Os especialistas reconheciam vantagens práticas nessas manifestações. Elas eram relativamente baratas, podiam ser transportadas e falavam ao público por meio de linguagens familiares. Também permitiam abordar sexualidade e contracepção por intermédio de personagens cômicos, narradores ou bonecos.
As preocupações éticas já estavam presentes. Estudos sobre o encontro realizado em Londres registram alertas de participantes para o risco de corromper formas culturais indígenas ao subordiná-las a finalidades institucionais. A apropriação poderia romper a confiança entre os artistas e suas comunidades — risco discutido em pesquisa histórica sobre as campanhas internacionais de comunicação para o planejamento familiar.
O filme de 1974 responde parcialmente a essa preocupação ao defender a autonomia dos artistas sobre o modo de construir a apresentação. Ainda assim, o resultado esperado permanecia definido antes do encontro com a comunidade: convencer as famílias a reduzir o número de filhos e procurar os serviços oferecidos pelo programa.
O documento recuperado por Roberto Benjamin
Décadas mais tarde, Roberto Benjamin retomaria os encontros de Londres e Nova Délhi em Folkcomunicação no contexto de massa, publicado em 2000. O pesquisador mostrou como a expressão folk media havia circulado internacionalmente ligada aos programas de planejamento familiar, educação de extensionistas e desenvolvimento social.
A recuperação feita por Benjamin ajuda a compreender por que o conceito internacional não se confunde com a Folkcomunicação formulada por Luiz Beltrão. Quando a Unesco produziu o documentário e realizou o seminário de Nova Délhi, a teoria brasileira já havia sido apresentada na tese defendida por Beltrão em 1967.
No filme, o ponto de partida é uma campanha institucional que procura linguagens eficientes para alcançar a população. Na Folkcomunicação, a atenção se volta aos processos pelos quais os próprios grupos populares produzem e fazem circular informações, opiniões e reivindicações.

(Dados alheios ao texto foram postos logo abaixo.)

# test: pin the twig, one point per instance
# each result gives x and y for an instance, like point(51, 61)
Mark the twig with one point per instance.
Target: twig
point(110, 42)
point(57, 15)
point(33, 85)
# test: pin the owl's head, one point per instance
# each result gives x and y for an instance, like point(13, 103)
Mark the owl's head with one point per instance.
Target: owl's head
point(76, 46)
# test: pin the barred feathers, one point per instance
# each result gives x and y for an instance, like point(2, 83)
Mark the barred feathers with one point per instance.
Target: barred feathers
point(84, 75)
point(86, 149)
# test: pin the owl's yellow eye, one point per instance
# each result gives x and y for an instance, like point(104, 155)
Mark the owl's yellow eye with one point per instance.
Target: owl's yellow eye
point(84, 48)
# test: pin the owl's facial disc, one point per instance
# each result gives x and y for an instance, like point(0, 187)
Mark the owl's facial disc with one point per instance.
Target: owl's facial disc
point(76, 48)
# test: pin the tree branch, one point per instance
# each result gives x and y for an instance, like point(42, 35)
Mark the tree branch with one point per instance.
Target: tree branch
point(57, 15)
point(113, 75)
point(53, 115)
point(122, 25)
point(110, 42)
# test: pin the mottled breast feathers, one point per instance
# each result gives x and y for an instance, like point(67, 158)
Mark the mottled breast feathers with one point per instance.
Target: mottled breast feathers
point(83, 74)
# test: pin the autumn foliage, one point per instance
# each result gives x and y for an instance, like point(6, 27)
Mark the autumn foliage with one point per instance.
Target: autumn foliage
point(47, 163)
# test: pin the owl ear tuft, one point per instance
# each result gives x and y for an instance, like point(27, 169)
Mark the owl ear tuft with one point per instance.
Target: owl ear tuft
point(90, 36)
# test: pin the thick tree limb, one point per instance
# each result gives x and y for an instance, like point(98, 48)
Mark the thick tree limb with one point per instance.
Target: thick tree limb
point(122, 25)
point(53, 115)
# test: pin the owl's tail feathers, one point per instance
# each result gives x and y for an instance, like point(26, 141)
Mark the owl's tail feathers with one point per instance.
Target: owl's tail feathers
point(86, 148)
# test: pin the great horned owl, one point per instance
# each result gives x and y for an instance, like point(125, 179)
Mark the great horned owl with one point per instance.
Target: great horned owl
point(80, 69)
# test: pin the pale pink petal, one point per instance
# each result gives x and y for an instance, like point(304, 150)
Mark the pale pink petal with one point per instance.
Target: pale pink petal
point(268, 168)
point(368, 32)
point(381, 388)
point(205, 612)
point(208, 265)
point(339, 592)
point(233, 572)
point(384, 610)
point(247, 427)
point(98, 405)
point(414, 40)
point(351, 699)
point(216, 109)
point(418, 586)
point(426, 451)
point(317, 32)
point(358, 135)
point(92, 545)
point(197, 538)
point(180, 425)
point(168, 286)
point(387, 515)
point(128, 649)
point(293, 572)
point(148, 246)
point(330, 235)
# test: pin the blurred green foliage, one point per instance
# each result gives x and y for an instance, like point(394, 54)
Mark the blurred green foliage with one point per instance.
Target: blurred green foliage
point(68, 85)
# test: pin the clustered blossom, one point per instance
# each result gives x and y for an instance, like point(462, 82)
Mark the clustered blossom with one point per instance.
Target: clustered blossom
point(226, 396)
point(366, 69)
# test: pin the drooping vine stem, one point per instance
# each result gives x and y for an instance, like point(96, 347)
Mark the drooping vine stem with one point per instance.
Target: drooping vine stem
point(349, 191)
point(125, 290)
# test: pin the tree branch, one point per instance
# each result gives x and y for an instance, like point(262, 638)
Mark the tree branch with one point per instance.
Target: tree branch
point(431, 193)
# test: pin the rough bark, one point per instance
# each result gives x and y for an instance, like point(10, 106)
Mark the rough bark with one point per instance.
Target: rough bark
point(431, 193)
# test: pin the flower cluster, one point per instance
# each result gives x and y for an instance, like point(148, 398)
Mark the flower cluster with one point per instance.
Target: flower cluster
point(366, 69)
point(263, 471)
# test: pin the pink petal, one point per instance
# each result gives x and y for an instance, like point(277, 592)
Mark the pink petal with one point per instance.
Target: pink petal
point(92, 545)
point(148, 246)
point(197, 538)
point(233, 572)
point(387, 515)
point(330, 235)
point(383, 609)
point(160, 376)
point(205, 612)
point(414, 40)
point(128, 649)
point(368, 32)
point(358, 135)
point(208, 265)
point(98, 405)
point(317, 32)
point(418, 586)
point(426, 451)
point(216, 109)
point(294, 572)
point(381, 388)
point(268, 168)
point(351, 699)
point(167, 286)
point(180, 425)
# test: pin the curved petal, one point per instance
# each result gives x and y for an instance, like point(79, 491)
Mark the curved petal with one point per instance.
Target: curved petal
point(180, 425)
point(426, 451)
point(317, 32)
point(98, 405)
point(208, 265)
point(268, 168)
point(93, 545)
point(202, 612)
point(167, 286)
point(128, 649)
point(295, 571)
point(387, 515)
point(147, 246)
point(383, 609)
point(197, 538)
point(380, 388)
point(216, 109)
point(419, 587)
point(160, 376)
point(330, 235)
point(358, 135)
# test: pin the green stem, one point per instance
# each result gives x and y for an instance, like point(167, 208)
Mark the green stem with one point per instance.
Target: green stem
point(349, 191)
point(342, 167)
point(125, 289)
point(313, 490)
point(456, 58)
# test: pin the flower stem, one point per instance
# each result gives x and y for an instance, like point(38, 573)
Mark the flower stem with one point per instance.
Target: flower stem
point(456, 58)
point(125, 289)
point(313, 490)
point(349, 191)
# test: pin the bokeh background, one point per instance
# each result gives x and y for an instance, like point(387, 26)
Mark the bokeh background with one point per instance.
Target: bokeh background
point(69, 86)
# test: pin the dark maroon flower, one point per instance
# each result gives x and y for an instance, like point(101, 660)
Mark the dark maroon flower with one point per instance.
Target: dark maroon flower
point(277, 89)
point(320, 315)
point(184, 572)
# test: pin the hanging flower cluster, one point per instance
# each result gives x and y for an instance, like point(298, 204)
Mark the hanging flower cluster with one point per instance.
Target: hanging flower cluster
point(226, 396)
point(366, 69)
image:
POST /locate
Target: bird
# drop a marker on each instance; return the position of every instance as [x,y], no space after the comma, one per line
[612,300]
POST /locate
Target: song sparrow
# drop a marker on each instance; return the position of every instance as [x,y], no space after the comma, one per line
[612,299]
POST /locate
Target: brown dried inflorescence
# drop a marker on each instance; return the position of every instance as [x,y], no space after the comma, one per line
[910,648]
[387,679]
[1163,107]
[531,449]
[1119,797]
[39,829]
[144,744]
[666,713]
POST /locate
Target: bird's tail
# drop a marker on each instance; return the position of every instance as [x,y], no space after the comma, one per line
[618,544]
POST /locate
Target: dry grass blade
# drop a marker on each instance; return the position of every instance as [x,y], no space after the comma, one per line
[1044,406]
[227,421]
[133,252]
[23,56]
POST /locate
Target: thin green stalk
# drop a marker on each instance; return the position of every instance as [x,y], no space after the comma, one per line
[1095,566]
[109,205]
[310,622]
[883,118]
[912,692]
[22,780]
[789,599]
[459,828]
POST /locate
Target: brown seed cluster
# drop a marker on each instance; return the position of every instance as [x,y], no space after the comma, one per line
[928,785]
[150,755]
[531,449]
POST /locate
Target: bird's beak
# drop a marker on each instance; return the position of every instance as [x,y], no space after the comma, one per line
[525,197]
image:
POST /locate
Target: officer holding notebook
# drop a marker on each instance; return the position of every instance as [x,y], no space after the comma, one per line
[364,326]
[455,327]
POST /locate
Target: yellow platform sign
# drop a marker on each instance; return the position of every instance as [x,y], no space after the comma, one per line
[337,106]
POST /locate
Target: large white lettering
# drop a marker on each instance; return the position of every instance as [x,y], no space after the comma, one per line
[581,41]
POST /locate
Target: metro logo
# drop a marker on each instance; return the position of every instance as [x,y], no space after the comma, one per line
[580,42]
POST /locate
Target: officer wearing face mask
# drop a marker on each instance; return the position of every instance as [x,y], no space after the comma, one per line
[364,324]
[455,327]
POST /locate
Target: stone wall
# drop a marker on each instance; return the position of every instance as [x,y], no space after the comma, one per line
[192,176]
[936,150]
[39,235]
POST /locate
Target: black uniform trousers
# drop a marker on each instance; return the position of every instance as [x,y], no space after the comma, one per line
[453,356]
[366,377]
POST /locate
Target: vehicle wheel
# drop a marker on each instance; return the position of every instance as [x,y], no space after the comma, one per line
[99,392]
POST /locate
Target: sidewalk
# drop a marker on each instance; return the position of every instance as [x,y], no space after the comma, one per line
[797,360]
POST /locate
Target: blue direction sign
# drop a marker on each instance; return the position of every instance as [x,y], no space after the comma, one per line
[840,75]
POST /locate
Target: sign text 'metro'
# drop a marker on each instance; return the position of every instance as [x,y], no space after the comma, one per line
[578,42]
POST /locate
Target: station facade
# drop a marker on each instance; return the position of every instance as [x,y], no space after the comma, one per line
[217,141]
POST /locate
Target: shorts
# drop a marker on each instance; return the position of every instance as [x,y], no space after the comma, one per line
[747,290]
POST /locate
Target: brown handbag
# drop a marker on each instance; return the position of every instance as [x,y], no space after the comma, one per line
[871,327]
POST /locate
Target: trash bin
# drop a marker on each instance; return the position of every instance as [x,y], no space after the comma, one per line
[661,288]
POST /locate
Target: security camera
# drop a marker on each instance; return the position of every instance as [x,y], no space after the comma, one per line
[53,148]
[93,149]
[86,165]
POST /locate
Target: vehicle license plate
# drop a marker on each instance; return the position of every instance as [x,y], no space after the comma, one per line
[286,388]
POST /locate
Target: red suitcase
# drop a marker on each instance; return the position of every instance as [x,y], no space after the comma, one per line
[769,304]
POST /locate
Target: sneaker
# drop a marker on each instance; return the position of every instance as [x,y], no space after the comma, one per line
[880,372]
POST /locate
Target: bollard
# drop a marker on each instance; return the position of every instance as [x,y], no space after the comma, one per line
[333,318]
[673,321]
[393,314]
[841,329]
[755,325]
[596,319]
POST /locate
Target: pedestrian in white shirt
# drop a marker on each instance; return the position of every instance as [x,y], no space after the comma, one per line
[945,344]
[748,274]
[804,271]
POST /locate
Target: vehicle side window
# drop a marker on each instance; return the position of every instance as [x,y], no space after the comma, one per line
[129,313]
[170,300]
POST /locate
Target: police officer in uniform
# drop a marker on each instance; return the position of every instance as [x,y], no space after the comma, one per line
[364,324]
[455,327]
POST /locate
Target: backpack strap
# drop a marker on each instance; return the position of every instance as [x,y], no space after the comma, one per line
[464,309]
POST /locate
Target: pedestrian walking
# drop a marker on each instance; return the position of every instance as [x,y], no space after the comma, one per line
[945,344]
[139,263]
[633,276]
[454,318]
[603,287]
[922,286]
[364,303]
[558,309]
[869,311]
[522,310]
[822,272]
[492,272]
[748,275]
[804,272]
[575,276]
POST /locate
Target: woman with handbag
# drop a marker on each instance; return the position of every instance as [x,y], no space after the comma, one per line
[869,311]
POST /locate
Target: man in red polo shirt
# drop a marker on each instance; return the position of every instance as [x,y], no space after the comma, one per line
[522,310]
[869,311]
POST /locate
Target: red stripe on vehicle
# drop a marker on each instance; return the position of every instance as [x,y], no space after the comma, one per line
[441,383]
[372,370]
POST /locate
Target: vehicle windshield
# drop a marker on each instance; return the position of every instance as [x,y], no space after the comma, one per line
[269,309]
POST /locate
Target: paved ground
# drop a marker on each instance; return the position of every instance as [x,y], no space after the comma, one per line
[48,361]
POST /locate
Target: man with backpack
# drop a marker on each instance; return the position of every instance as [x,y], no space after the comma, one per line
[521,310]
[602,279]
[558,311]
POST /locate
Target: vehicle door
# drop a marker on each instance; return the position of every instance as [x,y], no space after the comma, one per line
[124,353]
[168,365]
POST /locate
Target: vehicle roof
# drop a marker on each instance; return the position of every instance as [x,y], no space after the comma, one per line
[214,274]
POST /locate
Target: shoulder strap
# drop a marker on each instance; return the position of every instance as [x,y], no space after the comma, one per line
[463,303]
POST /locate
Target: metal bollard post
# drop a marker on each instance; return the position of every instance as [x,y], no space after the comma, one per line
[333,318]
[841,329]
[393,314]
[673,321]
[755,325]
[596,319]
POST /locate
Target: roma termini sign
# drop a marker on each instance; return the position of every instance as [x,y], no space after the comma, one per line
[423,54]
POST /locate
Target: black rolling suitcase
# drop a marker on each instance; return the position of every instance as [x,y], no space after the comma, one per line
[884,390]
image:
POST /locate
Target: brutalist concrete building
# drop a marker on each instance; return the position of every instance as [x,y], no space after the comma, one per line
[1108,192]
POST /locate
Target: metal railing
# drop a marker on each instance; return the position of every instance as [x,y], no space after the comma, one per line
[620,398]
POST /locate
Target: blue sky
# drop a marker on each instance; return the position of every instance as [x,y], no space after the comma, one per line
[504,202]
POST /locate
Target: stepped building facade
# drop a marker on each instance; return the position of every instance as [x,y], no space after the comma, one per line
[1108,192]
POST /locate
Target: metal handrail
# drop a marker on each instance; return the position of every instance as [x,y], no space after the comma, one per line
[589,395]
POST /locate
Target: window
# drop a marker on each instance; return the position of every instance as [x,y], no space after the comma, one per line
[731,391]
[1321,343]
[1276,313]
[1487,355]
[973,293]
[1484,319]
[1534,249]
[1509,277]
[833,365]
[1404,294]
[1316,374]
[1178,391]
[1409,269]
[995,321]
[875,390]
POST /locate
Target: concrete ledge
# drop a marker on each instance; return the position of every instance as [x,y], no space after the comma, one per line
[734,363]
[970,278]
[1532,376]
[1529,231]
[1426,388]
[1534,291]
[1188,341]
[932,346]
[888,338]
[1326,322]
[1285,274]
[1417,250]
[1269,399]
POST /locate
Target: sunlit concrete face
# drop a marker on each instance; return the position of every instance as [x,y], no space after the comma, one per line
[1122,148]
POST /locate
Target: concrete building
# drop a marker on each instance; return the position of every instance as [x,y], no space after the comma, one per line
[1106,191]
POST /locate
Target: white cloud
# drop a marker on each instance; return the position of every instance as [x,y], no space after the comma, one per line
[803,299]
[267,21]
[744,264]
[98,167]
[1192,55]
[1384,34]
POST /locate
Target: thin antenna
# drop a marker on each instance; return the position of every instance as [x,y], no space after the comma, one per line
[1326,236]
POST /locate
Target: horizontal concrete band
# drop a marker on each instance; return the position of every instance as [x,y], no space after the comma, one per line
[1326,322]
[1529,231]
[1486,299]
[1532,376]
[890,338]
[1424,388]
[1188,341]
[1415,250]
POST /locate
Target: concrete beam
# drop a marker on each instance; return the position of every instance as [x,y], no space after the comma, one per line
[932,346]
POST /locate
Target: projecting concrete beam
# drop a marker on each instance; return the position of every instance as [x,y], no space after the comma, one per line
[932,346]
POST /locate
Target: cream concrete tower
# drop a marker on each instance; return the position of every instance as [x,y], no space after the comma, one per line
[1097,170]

A diferença pode ser observada nas imagens. Os artistas possuem liberdade para escolher personagens, melodias e formas de interação, mas a mensagem sobre planejamento familiar chega de fora. A comunidade é convidada a participar da performance e a aceitar a orientação, não a definir previamente qual problema deveria ocupar o palco.
Entre o cuidado e o controle
Visto cinco décadas depois, Family Planning Communication: Folk Media preserva tanto a inventividade quanto os limites da comunicação para o desenvolvimento praticada naquele período.
O documentário reconhece a importância do artista, recomenda o diálogo com a audiência e alerta contra a destruição das manifestações tradicionais. Ao mesmo tempo, apresenta a cultura popular como caminho para modificar atitudes consideradas inadequadas pelas instituições responsáveis pela campanha.
A contradição aparece desde a primeira cena. Os dançarinos da feira atraem mais atenção do que os cartazes sobre planejamento familiar. Para a Unesco, a solução não seria disputar com a tradição, mas incorporá-la à campanha.
No fim do filme, o palco, o rádio, a televisão e a clínica formam um único circuito. O artista cria familiaridade, a performance modifica o ambiente, o extensionista conversa com o público e o serviço de saúde recebe as famílias.
A tradição não aparece como obstáculo à modernização nem como simples vestígio do passado. Ela é apresentada como uma força viva, capaz de educar, interpretar e mobilizar. A questão deixada pelo documento é quem define a mudança que essa força será convocada a produzir.